Friday, August 25, 2017

Free Lance.

I remember when my mom and friends had Avon parties. I wasn't sure where Dad went every day with his pocket protector but it seemed REALLY boring. And ladies with makeup and little cute samples of lipsticks in the 70s seemed like a much better way to spend your time. I was primed early on to be an entrepreneur. I tried briefly a few times for a 9-5 but it didn't work with my pattern of getting somewhere with high energy at 7am and utter narcolepsy from 3pm-6pm. Especially advertising. I wrote all the headlines and copy when the ideas popped in my head. Most likely on the horribly long subway ride from Brooklyn to Midtown Manhattan. By the time the coffee and chatty office hoo ha was over I was done by 10:15am and wanting OUT of the fluorescent light tower.

People who work from home, freelancers, side hustlers, self employed and digital nomads are less rare than 20 years ago, of course. Unless you are trying to finance a hous-- then they look at you and say, NO. (Oh, 2004, we had some fun didn't we? No doc, low doc, go into hock Countrywide give a dog a bone even if he has no way of paying for it...YOU get a mortgage and YOU get a mortgage!)
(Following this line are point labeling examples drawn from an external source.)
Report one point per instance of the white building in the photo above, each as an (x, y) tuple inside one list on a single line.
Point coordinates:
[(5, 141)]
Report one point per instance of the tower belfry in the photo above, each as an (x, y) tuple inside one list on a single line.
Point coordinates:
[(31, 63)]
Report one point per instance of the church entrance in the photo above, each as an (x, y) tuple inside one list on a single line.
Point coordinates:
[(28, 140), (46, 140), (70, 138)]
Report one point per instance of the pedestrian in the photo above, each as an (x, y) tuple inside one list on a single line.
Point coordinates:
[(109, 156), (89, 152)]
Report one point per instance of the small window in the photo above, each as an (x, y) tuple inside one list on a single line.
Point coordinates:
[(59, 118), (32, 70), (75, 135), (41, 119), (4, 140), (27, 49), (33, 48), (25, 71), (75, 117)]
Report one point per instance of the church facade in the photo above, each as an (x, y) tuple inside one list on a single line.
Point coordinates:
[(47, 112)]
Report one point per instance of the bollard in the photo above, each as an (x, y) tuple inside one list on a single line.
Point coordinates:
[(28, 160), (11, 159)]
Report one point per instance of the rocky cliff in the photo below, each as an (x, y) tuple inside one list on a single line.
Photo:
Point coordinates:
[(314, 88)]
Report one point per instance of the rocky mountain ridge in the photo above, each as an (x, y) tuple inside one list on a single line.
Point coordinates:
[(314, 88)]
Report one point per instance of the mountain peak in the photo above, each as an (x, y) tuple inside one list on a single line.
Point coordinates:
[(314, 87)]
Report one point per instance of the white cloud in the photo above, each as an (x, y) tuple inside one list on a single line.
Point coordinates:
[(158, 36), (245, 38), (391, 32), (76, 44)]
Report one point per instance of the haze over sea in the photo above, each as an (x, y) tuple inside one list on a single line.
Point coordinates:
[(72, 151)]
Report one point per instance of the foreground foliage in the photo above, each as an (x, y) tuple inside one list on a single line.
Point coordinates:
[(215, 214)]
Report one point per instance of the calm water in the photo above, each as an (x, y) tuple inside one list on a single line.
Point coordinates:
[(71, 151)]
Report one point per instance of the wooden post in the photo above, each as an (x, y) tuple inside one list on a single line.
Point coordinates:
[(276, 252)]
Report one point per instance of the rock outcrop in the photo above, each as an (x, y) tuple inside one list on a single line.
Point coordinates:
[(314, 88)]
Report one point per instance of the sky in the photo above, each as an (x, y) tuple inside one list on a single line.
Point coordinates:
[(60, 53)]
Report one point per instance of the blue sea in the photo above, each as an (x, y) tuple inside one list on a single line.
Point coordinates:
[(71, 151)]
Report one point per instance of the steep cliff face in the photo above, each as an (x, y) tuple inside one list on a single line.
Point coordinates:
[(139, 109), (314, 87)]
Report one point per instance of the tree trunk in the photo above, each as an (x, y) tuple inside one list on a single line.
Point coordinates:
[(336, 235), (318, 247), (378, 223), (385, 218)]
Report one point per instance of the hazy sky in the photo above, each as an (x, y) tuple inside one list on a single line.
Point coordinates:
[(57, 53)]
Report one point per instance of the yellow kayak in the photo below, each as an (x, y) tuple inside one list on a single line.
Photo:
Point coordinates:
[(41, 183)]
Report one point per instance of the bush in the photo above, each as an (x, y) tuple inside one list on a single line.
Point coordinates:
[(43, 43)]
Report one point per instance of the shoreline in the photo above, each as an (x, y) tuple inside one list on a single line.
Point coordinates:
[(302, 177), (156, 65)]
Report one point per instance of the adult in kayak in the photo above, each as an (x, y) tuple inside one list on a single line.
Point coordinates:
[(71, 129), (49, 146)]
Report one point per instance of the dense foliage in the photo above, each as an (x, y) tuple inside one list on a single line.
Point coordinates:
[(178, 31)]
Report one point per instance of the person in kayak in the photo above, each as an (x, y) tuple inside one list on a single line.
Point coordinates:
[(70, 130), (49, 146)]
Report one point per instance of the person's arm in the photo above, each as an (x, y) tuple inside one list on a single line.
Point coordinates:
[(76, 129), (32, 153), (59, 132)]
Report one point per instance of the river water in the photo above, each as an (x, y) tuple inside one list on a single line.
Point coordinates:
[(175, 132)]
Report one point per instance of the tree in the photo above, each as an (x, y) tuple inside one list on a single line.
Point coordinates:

But today when you can actually make money from an Instagram thread by reading Tarot cards to strangers and taking PayPal payments from Denver and post the reading to YouTube without ever getting out of your jam jams (an actual service I have hired...quite fun) it's no bigs. Open an Etsy store and sell dog collars (a dream) and monetize your blog (a fantasy). I'm shocked when I meet people who actually GO to a 9-5. But they exist.

But all of this World is Your Oyster stuff can be paralyzing. Like the peanut butter aisle in a suburban grocery store. Too. Many. Choices.

For someone like me, very low on repetitive tasks, not an operations person but an idea generator it can be helpful to force some structure into life. I also have bouts of severe memory loss from a biotoxin exposure to degrading silicone in my body, so it gets weird sometimes. Routine is not anything I could manage if I didn't have dogs. They tell you what time it is, when it's walk, pee, bark, eat time. Without them and light cycles and temperature shifts I'd not know what day it is. Literally.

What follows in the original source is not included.